Obama's Faith Based Office an Insult to Women

I agree with my good friend Martha Burk:

President Obama attended the annual National Prayer Breakfast yesterday and used the opportunity to tout the reconstitution and expansion of George W. Bush's Office on Faith Based Initiatives. In his remarks the president said he didn't want to favor one religion over another, or "even religious groups over secular groups." But in fact, that's just what he's doing.

National women's organizations have been lobbying Obama, who has said he is a feminist, to reopen the White House Office on Women's Issues. So far the answer is a big fat no - women's concerns will be under the already swamped Office of Public Liaison. That's a tiny shop that's chronically understaffed and overstretched. Even with the best intentions, there's almost no chance they can interface with women's advocates in a meaningful way, much less shape policy to overcome the many setbacks we inherited from the Bush years.

In a direct insult to women, George W. Bush closed the Clinton-era White House Office on Women's Issues in his first week, then ensconced the first-ever church/state liaison office in the same space. For our new president to "keep the faith" with religious groups while short-shrifting women is equally insulting. There is no doubt that women are responsible for his election. Females went for Obama by 56 percent to McCain's 43 percent, while men split their votes about evenly. The Jesus crowd, on the other hand, voted 60% against the president.

The newly constituted "office for faith-based programs and community partnerships" will be headed by Joshua DuBois, a 26-year-old Pentecostal preacher and Obama confidant, who will preside over a task force of 25 or so religious and community leaders. This group will give DuBois advice, which will presumably be passed on to the president.

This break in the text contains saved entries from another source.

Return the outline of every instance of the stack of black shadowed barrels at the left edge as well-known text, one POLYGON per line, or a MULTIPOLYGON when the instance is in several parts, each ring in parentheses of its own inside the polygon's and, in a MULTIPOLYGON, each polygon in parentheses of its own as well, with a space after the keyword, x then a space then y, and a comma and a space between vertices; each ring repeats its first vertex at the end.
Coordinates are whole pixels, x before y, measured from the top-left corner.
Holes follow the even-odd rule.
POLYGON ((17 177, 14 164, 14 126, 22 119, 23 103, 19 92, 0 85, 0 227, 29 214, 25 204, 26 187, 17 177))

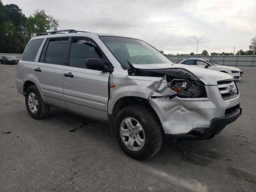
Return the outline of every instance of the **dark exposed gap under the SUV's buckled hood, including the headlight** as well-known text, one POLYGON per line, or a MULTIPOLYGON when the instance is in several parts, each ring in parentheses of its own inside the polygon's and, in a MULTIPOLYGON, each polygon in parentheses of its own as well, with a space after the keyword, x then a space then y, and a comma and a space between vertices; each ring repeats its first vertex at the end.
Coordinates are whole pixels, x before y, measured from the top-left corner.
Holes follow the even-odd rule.
MULTIPOLYGON (((204 98, 206 96, 206 90, 204 83, 200 81, 194 74, 183 68, 167 68, 167 69, 138 69, 131 68, 128 70, 130 76, 154 76, 162 77, 163 81, 166 81, 165 88, 170 88, 176 94, 170 95, 171 98, 178 96, 180 98, 204 98)), ((161 91, 160 84, 156 91, 161 91)), ((167 96, 167 95, 162 95, 167 96)), ((154 97, 154 96, 153 96, 154 97)))

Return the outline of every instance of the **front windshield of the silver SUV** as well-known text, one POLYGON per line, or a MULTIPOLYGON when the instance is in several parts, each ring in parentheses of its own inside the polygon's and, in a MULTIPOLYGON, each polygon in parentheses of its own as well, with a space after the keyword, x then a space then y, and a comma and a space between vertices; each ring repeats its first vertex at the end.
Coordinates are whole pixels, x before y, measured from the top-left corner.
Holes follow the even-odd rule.
POLYGON ((124 69, 130 69, 129 62, 131 64, 173 63, 142 40, 112 36, 100 36, 100 39, 124 69))

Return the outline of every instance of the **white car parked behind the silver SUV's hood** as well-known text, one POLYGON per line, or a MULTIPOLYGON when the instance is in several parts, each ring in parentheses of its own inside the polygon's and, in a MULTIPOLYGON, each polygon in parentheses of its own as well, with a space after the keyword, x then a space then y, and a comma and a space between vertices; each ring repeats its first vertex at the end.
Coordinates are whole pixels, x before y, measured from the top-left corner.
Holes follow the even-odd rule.
POLYGON ((230 74, 236 80, 240 80, 242 74, 244 74, 239 68, 220 65, 215 61, 209 59, 187 58, 180 62, 180 64, 194 65, 201 68, 207 68, 215 71, 224 72, 230 74))

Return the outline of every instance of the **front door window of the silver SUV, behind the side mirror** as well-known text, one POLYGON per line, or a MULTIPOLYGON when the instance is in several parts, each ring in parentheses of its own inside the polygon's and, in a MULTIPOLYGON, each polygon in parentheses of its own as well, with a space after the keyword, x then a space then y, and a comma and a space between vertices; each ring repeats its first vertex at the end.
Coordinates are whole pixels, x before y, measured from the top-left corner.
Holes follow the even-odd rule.
POLYGON ((102 53, 90 40, 73 38, 70 46, 70 66, 86 68, 85 61, 88 58, 102 59, 102 53))

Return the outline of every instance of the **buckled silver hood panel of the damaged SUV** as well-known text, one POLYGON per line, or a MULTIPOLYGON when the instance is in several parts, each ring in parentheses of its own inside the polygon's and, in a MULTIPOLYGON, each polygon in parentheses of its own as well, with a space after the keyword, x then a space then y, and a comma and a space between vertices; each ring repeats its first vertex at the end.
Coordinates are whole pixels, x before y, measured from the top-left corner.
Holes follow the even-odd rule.
POLYGON ((218 81, 233 79, 231 75, 209 70, 205 68, 199 68, 184 64, 132 64, 134 68, 138 69, 166 69, 166 68, 183 68, 192 72, 197 76, 205 85, 217 85, 218 81))

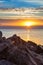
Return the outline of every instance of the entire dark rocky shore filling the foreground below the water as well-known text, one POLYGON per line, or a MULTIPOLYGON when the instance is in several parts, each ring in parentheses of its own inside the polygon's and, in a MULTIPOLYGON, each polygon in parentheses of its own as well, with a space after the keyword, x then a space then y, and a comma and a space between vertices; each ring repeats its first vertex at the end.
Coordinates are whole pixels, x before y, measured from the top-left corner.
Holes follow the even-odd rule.
POLYGON ((43 46, 16 34, 3 37, 0 31, 0 65, 43 65, 43 46))

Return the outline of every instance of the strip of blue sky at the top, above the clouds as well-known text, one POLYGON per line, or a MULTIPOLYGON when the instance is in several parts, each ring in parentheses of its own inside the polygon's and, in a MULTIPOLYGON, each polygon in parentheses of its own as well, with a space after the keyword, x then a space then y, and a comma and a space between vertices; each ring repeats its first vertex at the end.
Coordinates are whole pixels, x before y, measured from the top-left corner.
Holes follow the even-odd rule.
POLYGON ((0 0, 0 8, 43 7, 43 0, 0 0))

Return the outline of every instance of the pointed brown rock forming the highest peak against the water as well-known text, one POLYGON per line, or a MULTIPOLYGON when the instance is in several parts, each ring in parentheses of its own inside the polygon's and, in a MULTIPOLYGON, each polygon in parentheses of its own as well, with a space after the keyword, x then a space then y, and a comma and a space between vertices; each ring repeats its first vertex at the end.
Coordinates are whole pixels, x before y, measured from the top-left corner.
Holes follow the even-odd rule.
POLYGON ((22 44, 26 43, 26 41, 22 40, 16 34, 13 35, 12 37, 8 38, 8 39, 10 39, 12 42, 14 42, 14 45, 16 45, 16 46, 19 46, 19 45, 22 45, 22 44))

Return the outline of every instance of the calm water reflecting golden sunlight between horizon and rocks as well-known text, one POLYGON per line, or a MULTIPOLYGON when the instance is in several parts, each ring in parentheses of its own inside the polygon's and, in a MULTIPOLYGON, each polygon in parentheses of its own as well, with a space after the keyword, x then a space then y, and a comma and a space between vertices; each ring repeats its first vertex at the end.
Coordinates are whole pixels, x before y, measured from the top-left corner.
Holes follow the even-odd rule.
POLYGON ((0 29, 6 38, 17 34, 25 41, 33 41, 43 45, 43 29, 0 29))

To accord this advisory panel so much power, while relegating women to the margins, speaks volumes. Religious groups gained a lot from the Bush years - access to the White House, and millions of dollars in federal money, some of which was used to proselytize. And don't forget, almost all faiths consider women second class citizens; many actively campaign against affirmative action, the Women's Equality Amendment, the international human rights treaty for women known as CEDAW, and civil rights for gays and lesbians. Keeping this act going - even if it is broadened to include "community members" - is not the change women voted for.
Martha sums it up best when she says:

Women's groups are elated that the Texans are finally out of the White House. But if the new president wants their continuing loyalty, he ought to follow some good ol' Texas advice: Dance with the one that brung ya.